- Born: 1989 County Cork, Ireland
- Genres: Country

= Mags McCarthy =

Irish country singer

Mags McCarthy (born 1989/1990) is an Irish country singer.

== Early life ==
McCarthy grew up on a family farm in Dripsey, County Cork, Ireland, where she milked cows and tended to cattle. Her grandfather (who died when she was two years old) played the fiddle. She uses his fiddle, reported to be 134 years old in 2020, when playing music. Her interest in performing began at age four, where she started Irish dancing classes and began playing the fiddle. McCarthy lived in Los Angeles for a short time in 2010.

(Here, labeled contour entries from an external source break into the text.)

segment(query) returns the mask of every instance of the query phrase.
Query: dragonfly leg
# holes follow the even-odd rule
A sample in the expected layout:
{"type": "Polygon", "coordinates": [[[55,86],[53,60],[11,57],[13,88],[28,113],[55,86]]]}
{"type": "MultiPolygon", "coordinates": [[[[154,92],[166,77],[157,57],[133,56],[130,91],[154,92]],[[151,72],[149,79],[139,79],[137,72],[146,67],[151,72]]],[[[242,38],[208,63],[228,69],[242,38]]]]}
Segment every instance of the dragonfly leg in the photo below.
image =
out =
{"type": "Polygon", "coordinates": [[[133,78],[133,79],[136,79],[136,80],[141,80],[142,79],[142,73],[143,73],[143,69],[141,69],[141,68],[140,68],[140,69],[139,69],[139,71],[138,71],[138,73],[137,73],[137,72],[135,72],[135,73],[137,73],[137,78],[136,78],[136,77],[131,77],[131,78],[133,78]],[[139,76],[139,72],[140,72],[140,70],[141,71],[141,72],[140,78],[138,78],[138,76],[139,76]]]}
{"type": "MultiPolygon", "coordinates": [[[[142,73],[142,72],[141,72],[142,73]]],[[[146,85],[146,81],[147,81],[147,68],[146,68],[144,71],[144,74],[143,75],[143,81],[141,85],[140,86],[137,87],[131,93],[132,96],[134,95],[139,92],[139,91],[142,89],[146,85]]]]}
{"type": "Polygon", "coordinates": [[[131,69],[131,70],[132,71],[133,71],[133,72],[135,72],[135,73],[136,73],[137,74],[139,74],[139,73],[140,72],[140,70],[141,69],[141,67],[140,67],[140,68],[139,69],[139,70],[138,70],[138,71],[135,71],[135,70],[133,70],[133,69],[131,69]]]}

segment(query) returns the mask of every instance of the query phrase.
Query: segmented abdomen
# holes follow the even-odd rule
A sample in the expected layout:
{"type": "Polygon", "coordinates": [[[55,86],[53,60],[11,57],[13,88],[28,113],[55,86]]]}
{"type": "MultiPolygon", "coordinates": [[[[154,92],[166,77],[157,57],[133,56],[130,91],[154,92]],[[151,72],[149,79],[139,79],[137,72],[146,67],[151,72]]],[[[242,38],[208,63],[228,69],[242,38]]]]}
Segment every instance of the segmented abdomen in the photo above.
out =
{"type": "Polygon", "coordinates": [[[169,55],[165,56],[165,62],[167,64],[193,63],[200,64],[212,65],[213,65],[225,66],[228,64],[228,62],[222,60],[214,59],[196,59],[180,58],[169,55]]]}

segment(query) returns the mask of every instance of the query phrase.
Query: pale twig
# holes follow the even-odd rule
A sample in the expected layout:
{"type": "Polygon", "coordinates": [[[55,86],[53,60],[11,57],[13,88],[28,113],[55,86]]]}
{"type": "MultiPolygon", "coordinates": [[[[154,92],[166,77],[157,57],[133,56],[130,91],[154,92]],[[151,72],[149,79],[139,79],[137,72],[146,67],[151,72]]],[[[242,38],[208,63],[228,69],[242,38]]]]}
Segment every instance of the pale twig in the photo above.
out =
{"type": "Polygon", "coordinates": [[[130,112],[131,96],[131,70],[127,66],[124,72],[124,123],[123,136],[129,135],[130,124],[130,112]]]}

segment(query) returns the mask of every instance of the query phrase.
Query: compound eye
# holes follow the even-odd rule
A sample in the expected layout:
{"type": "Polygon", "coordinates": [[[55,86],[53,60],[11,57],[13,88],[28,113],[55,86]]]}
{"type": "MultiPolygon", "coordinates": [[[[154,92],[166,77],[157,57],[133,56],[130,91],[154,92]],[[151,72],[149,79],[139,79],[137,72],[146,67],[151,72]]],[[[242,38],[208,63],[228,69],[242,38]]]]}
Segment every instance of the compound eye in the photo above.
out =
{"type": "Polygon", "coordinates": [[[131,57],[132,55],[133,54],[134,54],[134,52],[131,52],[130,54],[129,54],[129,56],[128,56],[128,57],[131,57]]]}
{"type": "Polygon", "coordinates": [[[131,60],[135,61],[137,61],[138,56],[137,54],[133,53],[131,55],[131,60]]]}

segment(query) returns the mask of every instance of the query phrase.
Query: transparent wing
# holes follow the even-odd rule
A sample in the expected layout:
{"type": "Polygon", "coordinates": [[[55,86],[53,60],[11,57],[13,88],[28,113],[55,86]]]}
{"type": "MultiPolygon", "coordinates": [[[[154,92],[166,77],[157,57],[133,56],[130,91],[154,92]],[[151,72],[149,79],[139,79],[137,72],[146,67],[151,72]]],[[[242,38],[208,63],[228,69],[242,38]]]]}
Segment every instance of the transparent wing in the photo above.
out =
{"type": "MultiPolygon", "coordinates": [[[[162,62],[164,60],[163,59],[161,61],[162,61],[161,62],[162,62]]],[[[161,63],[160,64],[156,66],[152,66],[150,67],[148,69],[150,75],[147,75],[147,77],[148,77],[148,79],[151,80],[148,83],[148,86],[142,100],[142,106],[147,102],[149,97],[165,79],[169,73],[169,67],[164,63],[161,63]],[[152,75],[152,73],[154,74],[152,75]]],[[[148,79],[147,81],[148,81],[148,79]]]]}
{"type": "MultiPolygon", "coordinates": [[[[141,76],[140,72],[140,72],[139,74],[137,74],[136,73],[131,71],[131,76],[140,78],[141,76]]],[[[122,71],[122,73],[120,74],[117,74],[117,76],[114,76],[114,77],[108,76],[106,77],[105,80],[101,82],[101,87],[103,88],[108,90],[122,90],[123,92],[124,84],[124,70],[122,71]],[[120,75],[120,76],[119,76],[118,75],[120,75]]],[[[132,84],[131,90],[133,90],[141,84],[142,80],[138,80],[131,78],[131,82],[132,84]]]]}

She spent three years as a lead with Rhythm of the Dance and completed post-graduate studies in ethnomusicology at University College Cork. McCarthy taught music at the Terence MacSwiney Community College in Knocknaheeny, Cork. As of 2020, she was 30 years of age.

== Music career ==
In 2016, during a two-week holiday, McCarthy initially travelled to Nashville to record 16 of her original songs. Later, in 2017, McCarthy moved fulltime to Nashville where she met Dolly Parton and Parton's management team. McCarthy was given the chance to play at the Grand Ole Opry and later played at the Wildhorse Saloon and Country Music Association Festival. She was also invited to perform for U.S President Barack Obama in the White House on St Patrick’s Day, which she counted as the "highlight of her career".

She has received invitations to perform before other dignitaries such as the President of Ireland, the Mayor of Shanghai, members of the British Royal family and the European Parliament in Brussels.

In 2020, her single, a cover of Dolly Parton’s Light of a Clear Blue Morning, reached number 37 in the US country charts, and number 1 on the Hot Disc European Top 40 chart. During the COVID-19 pandemic, she was back home at her family farm in Dripsey and said that she was delighted to drive around in her Massey Ferguson 35.